Question: Let us take a brief excursion into the not - too - distant future when you have completed your program of study and have assumed

Let us take a brief excursion into the not-too-distant future when you have completed your program of study and have assumed a position as a legal assistant. Suppose you are asked by your supervising attorney to draft a contract, and the attorney, who is called out of town on a personal emergency, never reviews the contract. As he dashes out of the office he yells back at you to be sure that the contract is signed by the parties within the week. Before you can utter a word of protest, he is gone. You review the contract and find a few terms that you consider problematic so you make revisions to the contract before forwarding it for signature. Can he be held liable for any provisions in the contract that eventually prove detrimental to the client?
Suppose that your attorney asks you to do a research project in the library.

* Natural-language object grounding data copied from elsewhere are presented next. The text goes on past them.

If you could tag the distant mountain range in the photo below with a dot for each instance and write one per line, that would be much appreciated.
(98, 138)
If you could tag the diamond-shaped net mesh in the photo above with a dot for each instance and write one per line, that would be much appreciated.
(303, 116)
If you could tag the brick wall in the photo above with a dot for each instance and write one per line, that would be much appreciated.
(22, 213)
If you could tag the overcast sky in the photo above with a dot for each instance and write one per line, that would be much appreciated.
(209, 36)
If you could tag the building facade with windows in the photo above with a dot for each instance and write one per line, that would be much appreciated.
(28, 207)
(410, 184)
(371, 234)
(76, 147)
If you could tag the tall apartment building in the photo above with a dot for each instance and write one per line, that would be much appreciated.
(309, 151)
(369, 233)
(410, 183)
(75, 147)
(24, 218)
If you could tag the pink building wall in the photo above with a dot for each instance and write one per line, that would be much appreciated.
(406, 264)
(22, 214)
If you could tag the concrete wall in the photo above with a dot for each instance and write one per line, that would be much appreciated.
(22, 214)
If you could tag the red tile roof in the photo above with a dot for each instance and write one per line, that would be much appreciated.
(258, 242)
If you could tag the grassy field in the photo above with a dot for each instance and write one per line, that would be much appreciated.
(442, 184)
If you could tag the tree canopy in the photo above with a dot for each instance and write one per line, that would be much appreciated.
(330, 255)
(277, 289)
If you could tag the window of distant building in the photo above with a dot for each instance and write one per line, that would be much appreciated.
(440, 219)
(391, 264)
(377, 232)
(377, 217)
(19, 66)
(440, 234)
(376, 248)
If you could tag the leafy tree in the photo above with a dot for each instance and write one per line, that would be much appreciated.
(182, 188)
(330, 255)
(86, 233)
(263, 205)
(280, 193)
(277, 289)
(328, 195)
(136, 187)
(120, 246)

While en route to the library, you happen to pass a very elite clothing store, which you know is having an outrageous one-day-only sale. Knowing that this is your only chance to take advantage of these bargains, you stop by the store for a few minutes. You put your briefcase on the floor so your hands are free to do some serious shopping. Another customer fails to notice your briefcase, catches her heel on its handles, and falls to the ground. The tumble she takes is a bad one, and paramedics have to be called. Will this woman be able to sue your employer, as you were engaged in your shopping diversion during your work time?
Now suppose that, unnerved by the incident at the clothing store, you rush off to the library. Once there you immerse yourself in the task at hand. Suddenly whose face appears among the book stacks but your ex-spouses? Because you have only recently escaped the chains of matrimony, within 30 seconds the two of you are engaged in a full-scale verbal war. Without warning, some demonic urge possesses you, and you find yourself using your briefcase (the same one that just wreaked havoc on the customer) as a weapon. Will your ex be able to recover from your employer for the injuries sustained as a result of your pugilistic activities?
Step 2 Prepare an internal memo.
Prepare an internal memo discussing the questions raised in each scenario and whether the attorney in each case would be liable for the acts of his employee (you). Include a discussion of the doctrine of respondeat superior, when it is applicable, and its exceptions.